Now, eighteen months later, she had no regrets about leaving Dayton or young Dr. Larsen. She loved her job. As far as she was concerned it was the best job in the world. In the stewardesses’ dressing room at Newark Airport Gaby applied her makeup as she’d been taught in her program. A good base over the face and throat. Heavy enough to hide imperfections in the skin but light enough to look almost natural, a hint of color to the cheeks, brows penciled in, mascara to upper lashes only, no more high school lipstick. This month she was using Revlon’s Love That Red.

 

She brushed out her hair, cut in a becoming style that never touched the collar of her suit jacket, and fastened her jaunty cap, which she had to leave on for the duration of the flight, not that she minded.

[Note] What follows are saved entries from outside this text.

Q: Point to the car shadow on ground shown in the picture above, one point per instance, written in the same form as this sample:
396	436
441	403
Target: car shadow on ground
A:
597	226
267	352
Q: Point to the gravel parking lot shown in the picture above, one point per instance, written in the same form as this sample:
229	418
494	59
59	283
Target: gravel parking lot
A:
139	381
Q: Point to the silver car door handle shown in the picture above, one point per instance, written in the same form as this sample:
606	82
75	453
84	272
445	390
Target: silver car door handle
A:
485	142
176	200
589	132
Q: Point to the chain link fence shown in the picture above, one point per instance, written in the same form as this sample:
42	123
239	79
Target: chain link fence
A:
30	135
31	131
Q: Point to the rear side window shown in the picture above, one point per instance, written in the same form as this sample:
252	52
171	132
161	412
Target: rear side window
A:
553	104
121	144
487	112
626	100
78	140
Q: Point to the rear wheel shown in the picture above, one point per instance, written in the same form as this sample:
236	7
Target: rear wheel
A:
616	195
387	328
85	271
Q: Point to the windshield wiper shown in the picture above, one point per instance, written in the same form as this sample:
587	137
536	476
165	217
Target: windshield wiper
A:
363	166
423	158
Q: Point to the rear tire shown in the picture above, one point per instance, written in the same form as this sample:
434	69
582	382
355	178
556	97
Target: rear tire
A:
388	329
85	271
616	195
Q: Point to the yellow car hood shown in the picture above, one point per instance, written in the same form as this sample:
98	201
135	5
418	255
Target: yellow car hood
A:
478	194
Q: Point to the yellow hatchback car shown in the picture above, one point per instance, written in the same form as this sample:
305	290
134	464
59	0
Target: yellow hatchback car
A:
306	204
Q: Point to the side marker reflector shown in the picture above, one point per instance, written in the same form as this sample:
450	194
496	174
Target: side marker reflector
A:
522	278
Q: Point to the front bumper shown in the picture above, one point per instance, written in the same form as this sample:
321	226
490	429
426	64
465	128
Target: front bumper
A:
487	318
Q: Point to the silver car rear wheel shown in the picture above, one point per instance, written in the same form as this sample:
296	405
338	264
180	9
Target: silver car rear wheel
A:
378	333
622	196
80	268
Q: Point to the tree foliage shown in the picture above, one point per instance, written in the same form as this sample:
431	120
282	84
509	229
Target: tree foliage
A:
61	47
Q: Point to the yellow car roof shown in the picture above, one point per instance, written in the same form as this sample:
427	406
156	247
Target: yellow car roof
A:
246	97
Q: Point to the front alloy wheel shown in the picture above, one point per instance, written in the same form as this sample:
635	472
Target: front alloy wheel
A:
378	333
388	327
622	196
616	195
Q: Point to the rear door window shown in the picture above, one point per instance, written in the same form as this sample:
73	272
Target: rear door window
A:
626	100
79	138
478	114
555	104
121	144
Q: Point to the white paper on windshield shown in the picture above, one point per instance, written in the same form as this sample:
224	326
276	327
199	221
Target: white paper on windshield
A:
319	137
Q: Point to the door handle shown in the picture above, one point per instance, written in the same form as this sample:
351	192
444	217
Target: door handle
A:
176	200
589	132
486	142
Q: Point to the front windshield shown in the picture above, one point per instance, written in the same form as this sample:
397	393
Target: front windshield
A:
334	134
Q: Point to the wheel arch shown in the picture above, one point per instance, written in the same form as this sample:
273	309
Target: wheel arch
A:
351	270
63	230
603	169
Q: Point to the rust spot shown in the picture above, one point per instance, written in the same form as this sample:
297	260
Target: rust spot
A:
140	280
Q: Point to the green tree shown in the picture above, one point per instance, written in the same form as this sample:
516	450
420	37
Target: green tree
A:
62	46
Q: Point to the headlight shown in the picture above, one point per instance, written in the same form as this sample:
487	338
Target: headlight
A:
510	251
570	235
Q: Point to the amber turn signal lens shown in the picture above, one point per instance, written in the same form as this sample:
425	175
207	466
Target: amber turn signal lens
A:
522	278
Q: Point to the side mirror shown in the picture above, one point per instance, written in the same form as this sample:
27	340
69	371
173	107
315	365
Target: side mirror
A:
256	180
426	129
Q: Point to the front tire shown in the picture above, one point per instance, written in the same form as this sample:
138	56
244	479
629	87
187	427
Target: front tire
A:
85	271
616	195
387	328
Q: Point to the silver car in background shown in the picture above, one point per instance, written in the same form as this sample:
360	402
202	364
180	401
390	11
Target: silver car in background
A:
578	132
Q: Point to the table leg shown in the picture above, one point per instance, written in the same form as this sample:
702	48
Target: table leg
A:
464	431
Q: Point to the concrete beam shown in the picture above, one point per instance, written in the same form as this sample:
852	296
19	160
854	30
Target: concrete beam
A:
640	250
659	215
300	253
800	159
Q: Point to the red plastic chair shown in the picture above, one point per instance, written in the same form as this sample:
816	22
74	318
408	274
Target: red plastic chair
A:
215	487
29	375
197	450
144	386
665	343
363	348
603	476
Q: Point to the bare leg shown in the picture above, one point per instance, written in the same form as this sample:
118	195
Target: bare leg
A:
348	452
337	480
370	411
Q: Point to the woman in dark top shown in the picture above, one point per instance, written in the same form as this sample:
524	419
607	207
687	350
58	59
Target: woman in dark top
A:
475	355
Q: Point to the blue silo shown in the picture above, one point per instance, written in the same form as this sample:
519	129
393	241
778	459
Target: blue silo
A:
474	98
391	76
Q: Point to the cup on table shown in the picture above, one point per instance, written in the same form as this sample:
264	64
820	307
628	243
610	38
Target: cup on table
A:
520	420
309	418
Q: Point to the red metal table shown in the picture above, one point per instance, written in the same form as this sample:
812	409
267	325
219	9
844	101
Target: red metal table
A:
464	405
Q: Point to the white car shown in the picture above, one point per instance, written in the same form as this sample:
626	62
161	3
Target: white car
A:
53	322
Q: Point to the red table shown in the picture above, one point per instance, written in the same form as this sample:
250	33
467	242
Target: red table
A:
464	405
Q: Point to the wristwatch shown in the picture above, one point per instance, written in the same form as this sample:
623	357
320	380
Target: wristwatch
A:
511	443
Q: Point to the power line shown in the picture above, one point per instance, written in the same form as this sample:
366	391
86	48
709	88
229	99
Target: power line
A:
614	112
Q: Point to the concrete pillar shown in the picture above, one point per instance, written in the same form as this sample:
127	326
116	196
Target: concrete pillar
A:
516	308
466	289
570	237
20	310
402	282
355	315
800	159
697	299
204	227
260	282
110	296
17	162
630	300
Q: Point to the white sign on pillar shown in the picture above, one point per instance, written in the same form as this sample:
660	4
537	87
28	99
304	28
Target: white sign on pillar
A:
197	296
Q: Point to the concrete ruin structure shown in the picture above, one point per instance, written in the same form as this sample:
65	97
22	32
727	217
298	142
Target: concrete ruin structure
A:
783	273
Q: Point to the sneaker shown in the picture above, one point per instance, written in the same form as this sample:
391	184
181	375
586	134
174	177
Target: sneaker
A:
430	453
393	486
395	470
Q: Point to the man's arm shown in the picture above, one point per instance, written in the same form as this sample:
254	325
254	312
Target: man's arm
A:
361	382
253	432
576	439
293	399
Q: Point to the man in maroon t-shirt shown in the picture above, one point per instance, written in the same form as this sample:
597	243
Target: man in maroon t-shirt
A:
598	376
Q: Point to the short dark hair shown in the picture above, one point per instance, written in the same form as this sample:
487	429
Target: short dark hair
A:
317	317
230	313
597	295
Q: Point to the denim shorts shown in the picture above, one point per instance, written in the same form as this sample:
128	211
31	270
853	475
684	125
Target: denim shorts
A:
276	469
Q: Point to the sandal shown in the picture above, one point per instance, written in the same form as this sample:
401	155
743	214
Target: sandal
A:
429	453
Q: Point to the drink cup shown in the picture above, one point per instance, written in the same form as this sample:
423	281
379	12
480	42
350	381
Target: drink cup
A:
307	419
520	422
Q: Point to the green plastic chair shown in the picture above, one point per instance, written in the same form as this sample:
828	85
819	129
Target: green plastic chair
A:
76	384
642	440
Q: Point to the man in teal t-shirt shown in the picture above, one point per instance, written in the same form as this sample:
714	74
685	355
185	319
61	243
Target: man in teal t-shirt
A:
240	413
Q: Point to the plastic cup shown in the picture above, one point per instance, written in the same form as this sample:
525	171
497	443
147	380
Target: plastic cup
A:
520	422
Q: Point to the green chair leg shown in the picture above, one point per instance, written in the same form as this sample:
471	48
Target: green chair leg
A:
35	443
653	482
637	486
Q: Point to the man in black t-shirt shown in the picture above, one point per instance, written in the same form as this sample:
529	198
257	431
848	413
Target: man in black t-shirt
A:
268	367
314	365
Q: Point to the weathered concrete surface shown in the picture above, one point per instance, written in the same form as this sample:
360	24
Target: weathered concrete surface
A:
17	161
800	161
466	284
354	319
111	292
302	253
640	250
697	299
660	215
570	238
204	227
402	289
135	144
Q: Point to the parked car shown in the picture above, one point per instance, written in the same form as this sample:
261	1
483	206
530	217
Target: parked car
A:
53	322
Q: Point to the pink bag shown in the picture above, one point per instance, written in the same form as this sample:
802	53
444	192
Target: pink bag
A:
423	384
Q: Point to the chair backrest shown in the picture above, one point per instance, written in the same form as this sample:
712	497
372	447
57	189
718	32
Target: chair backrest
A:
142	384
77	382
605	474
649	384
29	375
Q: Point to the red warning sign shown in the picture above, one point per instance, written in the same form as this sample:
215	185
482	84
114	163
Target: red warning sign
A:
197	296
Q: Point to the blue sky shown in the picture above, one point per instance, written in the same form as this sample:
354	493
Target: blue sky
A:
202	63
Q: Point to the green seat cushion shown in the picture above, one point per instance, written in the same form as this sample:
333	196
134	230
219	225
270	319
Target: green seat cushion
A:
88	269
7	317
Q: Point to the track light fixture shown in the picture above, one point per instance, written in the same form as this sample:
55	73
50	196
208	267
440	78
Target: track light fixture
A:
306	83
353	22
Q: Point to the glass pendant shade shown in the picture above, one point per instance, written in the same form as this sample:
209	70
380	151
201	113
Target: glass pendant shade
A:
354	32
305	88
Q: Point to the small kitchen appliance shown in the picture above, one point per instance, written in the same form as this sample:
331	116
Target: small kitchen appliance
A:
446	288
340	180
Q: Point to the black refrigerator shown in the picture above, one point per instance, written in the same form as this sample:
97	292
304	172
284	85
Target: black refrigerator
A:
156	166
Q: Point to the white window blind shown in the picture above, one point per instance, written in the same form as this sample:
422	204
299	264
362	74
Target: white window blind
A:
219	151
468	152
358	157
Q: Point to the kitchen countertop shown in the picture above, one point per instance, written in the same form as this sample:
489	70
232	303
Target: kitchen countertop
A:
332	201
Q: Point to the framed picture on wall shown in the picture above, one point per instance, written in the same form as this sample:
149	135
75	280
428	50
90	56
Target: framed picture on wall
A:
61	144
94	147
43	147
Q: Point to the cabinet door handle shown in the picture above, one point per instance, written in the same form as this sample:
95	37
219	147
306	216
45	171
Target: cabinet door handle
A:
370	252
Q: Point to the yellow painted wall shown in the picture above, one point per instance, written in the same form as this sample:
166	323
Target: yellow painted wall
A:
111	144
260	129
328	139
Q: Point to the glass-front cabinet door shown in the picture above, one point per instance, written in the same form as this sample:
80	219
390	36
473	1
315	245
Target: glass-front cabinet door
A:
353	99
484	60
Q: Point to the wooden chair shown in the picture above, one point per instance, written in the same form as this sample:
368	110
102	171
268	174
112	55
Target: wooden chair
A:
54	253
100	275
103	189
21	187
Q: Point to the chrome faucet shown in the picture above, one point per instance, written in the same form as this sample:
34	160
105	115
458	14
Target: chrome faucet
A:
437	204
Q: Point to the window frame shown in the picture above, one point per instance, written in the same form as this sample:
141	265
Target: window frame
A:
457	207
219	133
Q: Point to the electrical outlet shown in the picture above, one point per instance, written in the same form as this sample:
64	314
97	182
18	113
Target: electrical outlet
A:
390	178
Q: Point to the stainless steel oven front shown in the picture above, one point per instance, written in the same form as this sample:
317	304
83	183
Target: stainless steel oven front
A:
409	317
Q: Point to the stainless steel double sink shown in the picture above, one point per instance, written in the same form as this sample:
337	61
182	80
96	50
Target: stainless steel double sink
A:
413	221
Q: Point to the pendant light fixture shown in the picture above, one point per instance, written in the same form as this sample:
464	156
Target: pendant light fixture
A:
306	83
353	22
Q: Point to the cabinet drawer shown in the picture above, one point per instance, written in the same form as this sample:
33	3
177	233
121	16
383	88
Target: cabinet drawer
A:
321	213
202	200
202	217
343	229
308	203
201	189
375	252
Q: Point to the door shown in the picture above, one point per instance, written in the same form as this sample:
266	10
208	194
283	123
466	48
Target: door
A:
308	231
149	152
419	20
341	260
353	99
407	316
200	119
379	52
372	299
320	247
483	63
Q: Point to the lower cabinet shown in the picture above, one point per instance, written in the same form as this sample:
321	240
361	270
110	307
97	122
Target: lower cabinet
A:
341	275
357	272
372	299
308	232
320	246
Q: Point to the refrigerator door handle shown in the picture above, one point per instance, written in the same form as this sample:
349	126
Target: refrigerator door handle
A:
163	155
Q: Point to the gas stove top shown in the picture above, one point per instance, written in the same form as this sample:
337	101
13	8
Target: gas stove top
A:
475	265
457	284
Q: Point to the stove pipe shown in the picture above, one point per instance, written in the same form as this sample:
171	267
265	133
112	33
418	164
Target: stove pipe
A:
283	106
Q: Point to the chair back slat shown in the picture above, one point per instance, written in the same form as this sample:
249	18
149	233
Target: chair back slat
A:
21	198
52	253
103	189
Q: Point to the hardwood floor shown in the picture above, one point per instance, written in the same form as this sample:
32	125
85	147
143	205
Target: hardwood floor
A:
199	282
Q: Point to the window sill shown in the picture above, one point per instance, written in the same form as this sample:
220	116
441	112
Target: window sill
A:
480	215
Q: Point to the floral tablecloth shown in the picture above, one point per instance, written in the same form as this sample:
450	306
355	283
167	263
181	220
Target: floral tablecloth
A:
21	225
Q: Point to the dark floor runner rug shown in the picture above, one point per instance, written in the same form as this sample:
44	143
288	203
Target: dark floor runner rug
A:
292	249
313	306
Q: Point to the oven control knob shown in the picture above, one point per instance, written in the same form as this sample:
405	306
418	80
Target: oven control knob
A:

She loved wearing her perfectly tailored and pressed suit, with the crisp white blouse and navy-blue heels, the leather bag swinging from her shoulder.

 

She wouldn’t need her London Fog overcoat, with her name stitched inside, a detail that made her proud, in Miami. But she’d take the London Fog raincoat, just in case. She swore she would save these two coats, part of her uniform, forever. She pulled on her white gloves, as required.